Stessa storia, a parti rovesciate, in West Virginia, dove il repubblicano Spike Maynard attacca in uno spot il suo avversario, Nick Rahall, per aver votato una legge grazie alla quale sono stati creati dei posti di lavoro in Cina e non negli States. Infine il leader della maggioranza al Senato, Harry Reid, che ha accusato la repubblicana Sharron Angle, di essere "la migliore amica dei lavoratori stranieri", per aver approvato in passato ingenti delocalizzazioni dagli Usa all'Oriente.

A NEW YORK LA SIFDA E' TUTTA ITALIANA. La corsa per la poltrona di governatore di New York vede Andrew M. Cuomo contro Carl P. Paladino, ossia due modi diversi di essere italiani. Tra i due candidati ci sono solo 10 anni di differenza, ma "i due uomini sono totalmente opposti su come vedono ed esprimono la loro identità italiana", scrive il quotidiano Usa The New York Times.

Usa Paladino Cuomo
Carl P. Paladino e Andrew M. Cuomo

Cuomo, democratico, Procuratore generale di New York, afferma con orgoglio di aver superato l'immagine dell'italiano rozzo, riconoscendo al padre, Mario Cuomo, ex governatore di New York, il merito di aver smontato molti degli stereotipi sugli italiani. "Lui è un modello di decoro, civiltà e grazia - ha sottolineato - e lui era in prima linea quando gli italo-americani venivano rappresentati al cinema e in televisione come malviventi e persone volgari".

Al contrario Paladino, repubblicano, imprenditore immobiliare di Buffalo, punta molto sull'immagine dell'italiano scaltro, con l'esperienza della vita di strada, che si è fatto da sé. E così ogni tanto parla italiano e saluta sempre nel tipico modo italiano, ossia con il bacio sulla guancia.
 
Per l'ex Presidente del distretto di State Island, l'italo-americano Guy V. Molinari, Paladino incarna il tipico italiano del sud, rumoroso ed esuberante, capace di improvvisare. "Conosco questo genere di italiani, perchè ci sono nella mia famiglia - dice al quotidiano - parlano tutti insieme e nessuno ascolta".
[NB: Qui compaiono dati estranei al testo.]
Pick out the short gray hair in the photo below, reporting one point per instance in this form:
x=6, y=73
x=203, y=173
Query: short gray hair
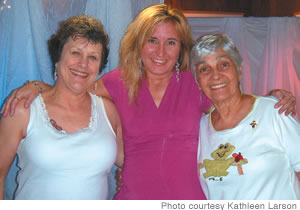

Cuomo è diverso, aggiunge, ma è ugualmente riconoscibile in quanto italiano, perchè diligente e riservato, deciso a valutare attentamente ogni dettaglio prima di agire.

Oltre ai due candidati, anche altri protagonisti di questa campagna elettorale sono italiani: italiano è anche il più stretto consigliere di Cuomo, Joseph Percoco, così come il portavoce di Paladino, Michael R. Caputo.